Crawling and Trawling

Crawling can be looked upon as a process where an agent moves along the nodes and edges of a randomly evolving graph. Off-line versions of the Web which are the basis of much of what is known experimentally about the Web have been obtained essentially through this process. Cooper and Frieze [14] have attempted to study the expected performance of a crawl process where the agent makes a fixed number of moves between the two successive time steps involving addition of nodes and edges to the graph. The results are fairly pessimistic. Expected proportion of unvisited nodes is of order of 0.57 of the graph size when the edges are added uniformly at random. The situation is even worse when the edges are distributed in proportion to the degree of nodes. The proportion of the unvisited vertices increases to 0.59.

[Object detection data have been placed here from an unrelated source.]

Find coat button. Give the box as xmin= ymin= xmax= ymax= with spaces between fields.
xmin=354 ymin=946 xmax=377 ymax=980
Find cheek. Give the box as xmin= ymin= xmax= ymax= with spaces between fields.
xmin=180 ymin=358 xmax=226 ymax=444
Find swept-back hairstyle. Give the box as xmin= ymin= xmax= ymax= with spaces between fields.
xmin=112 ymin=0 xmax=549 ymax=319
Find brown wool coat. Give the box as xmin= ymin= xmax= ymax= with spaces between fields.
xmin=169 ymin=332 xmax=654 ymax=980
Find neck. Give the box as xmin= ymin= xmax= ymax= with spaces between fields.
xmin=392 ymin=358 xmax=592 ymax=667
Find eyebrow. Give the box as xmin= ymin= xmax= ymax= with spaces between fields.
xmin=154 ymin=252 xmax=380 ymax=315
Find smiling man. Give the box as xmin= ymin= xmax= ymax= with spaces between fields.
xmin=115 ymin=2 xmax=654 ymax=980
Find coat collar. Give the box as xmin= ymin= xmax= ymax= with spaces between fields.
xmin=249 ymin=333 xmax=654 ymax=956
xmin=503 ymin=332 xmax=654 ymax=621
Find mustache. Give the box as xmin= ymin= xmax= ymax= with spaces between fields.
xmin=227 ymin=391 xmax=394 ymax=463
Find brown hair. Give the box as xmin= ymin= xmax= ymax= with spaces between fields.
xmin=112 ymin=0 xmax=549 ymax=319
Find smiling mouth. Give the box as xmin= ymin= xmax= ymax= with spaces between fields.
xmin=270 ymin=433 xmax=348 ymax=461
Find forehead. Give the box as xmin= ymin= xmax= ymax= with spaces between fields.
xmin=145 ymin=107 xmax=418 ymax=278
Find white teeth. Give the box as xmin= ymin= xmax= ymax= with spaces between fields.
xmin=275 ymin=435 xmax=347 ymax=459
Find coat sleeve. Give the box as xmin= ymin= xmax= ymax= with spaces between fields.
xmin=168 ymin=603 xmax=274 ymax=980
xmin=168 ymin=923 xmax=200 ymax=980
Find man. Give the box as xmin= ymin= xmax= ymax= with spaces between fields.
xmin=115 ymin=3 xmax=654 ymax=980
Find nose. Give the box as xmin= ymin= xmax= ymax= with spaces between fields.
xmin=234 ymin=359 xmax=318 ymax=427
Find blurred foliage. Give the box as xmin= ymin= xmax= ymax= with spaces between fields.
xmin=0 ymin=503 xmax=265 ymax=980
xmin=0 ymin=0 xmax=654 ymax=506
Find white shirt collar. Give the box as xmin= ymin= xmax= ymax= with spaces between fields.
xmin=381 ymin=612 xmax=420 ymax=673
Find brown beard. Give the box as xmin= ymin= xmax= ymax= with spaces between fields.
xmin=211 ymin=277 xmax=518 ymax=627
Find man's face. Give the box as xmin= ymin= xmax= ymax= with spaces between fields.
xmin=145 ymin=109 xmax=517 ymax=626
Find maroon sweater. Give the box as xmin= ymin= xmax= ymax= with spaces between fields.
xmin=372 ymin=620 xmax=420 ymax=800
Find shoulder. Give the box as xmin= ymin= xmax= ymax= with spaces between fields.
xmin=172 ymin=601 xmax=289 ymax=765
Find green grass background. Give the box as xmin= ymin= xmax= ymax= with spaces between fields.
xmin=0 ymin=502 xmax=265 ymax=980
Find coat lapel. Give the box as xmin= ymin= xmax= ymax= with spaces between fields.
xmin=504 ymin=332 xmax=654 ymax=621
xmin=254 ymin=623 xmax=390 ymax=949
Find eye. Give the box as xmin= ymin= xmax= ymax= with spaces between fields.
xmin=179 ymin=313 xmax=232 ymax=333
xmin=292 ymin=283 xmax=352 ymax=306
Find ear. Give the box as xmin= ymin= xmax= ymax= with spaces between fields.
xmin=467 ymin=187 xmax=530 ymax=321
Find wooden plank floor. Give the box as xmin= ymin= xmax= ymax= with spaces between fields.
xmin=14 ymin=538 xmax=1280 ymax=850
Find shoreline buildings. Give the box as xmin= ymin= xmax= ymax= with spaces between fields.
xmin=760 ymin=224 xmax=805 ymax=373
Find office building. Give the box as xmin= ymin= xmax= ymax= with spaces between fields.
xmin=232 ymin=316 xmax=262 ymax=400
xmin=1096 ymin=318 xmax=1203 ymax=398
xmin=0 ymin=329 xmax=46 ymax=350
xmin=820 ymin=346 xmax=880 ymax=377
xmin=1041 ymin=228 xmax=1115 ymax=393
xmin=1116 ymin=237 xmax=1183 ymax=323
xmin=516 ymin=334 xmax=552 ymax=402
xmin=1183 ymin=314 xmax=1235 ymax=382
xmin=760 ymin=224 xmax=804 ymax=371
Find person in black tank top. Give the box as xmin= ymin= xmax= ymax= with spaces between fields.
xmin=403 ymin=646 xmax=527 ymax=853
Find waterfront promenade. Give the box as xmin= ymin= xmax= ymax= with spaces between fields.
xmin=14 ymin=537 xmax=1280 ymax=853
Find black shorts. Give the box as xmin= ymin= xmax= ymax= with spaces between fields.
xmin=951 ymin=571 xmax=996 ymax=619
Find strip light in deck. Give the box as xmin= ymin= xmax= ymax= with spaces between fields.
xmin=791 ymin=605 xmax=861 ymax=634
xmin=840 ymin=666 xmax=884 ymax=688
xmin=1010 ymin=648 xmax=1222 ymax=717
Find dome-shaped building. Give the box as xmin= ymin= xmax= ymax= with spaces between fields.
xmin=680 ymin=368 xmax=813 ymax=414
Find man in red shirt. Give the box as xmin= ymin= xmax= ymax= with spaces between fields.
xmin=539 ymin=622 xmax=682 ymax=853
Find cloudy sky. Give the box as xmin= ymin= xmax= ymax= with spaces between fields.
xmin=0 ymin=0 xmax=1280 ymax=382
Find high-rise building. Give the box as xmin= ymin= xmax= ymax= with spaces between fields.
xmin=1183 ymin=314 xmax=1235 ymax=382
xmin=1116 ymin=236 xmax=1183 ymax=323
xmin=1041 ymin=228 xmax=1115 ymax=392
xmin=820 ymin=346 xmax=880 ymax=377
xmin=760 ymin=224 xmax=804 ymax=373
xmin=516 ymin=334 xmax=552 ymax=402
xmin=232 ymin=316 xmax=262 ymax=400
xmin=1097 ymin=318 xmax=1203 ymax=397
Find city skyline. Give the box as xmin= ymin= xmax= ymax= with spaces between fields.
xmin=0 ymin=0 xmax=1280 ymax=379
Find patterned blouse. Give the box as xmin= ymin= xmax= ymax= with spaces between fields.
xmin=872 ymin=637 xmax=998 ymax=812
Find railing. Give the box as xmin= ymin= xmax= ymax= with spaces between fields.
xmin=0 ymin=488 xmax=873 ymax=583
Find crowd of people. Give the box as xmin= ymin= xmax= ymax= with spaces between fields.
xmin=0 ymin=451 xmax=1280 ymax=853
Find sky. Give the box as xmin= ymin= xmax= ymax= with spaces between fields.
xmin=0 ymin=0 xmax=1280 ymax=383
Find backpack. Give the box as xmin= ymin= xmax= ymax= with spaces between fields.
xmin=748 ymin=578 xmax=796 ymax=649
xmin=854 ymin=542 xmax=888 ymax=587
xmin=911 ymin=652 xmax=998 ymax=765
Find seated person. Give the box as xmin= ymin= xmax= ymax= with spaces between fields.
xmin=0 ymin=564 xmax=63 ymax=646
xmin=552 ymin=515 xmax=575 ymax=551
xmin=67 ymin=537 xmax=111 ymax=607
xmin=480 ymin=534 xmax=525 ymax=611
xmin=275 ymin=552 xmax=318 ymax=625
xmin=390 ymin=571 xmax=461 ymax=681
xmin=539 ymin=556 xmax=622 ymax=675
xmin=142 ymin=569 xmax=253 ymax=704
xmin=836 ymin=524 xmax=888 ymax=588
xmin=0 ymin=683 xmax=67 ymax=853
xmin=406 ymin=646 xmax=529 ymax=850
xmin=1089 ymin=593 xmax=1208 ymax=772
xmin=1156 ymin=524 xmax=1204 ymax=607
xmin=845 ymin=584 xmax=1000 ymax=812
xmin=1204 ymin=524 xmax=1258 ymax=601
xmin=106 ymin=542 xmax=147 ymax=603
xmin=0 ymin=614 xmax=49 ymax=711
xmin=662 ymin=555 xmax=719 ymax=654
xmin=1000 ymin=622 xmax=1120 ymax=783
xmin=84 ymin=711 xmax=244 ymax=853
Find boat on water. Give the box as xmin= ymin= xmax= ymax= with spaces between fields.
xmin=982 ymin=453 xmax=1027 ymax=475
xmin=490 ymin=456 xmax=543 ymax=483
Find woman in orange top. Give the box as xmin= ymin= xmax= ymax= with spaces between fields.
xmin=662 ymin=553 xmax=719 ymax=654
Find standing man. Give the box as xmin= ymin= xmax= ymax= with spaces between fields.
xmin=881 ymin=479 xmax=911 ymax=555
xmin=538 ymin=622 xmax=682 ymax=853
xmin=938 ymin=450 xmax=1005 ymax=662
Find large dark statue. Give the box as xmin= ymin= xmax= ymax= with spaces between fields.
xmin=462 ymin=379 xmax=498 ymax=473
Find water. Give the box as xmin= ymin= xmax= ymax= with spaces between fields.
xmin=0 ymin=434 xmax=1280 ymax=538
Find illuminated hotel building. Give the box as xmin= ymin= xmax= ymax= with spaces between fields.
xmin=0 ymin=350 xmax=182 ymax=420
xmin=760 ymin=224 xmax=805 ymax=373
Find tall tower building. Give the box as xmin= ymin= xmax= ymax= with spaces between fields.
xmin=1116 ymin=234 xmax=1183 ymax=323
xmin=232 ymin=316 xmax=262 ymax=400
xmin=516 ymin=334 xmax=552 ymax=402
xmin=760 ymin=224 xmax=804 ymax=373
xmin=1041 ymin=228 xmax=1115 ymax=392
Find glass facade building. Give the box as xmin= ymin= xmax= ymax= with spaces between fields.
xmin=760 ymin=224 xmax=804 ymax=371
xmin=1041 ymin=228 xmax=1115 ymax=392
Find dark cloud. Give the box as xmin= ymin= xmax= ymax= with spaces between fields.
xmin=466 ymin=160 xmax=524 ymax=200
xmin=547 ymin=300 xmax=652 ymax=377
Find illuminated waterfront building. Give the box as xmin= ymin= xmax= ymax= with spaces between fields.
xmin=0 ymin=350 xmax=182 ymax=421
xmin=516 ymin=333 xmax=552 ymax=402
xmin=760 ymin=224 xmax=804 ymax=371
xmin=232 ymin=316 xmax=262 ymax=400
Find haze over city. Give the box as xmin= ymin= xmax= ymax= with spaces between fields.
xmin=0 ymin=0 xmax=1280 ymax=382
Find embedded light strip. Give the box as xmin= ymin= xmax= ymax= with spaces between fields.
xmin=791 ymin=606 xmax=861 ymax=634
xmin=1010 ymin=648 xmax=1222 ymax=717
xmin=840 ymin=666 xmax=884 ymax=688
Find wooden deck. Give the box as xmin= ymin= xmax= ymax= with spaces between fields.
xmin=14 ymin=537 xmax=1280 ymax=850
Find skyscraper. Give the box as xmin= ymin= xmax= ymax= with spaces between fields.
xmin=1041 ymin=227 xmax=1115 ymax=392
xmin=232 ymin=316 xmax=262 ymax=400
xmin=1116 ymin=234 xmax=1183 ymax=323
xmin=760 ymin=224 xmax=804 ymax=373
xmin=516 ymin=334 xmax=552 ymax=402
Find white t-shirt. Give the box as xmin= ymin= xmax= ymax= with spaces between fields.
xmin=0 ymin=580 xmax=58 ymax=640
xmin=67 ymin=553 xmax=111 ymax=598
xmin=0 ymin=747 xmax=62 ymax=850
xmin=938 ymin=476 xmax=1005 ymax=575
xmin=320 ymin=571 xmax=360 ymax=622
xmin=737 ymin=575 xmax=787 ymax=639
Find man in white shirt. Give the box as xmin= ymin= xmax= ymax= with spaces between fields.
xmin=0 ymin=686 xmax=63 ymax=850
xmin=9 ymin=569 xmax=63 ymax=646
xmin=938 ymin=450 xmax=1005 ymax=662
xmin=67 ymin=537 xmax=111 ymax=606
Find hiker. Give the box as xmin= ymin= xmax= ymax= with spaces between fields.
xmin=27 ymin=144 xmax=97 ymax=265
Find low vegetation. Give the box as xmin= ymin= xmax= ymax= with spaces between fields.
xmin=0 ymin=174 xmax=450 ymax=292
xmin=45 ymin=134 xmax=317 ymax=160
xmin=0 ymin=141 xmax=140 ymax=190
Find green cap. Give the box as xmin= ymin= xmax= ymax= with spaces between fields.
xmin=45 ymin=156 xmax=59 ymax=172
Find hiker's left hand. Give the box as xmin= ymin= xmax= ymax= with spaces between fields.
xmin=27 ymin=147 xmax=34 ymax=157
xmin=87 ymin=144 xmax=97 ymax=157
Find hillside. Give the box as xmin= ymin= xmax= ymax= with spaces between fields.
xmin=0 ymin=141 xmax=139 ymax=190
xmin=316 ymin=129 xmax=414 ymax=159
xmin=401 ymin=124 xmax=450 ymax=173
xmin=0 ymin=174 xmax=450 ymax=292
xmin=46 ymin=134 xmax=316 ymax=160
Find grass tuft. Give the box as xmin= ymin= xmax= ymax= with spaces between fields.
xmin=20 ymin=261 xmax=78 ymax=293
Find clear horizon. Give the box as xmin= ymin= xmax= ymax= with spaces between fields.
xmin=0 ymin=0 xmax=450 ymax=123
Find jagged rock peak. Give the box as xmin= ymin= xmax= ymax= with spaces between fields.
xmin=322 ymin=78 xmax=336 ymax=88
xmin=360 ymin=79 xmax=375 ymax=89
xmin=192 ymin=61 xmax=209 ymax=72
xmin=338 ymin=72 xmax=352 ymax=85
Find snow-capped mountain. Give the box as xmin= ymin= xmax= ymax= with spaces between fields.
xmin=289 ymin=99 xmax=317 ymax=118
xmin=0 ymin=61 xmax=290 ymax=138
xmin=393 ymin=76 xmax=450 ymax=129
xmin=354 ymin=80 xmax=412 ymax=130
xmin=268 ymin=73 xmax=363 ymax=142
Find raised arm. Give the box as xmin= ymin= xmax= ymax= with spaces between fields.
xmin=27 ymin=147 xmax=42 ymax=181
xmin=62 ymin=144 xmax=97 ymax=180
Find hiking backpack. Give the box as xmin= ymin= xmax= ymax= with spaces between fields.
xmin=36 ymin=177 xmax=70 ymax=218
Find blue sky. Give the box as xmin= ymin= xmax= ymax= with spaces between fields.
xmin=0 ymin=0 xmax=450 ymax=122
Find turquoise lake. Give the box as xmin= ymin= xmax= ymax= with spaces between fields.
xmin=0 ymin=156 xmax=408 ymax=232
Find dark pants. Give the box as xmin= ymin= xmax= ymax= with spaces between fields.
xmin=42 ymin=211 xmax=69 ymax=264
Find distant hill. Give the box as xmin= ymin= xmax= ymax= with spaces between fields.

Trawling, on the other hand, involves analyzing the web graph obtained through a crawl for subgraphs which satisfy some particular structure. Since the web graph representation may run into Tera bytes of data, the traditional random access model for computing the algorithmic complexity looses relevance. Even the standard external memory models may not apply as data may be on tapes and may not fit totally on the disks available. In these environments it may even be of interest to develop algorithms where the figure of merit may be the number of passes made over the graph represented on tape [29]. In any case the issue in trawling is to design algorithms that efficiently stream data between secondary and main memory.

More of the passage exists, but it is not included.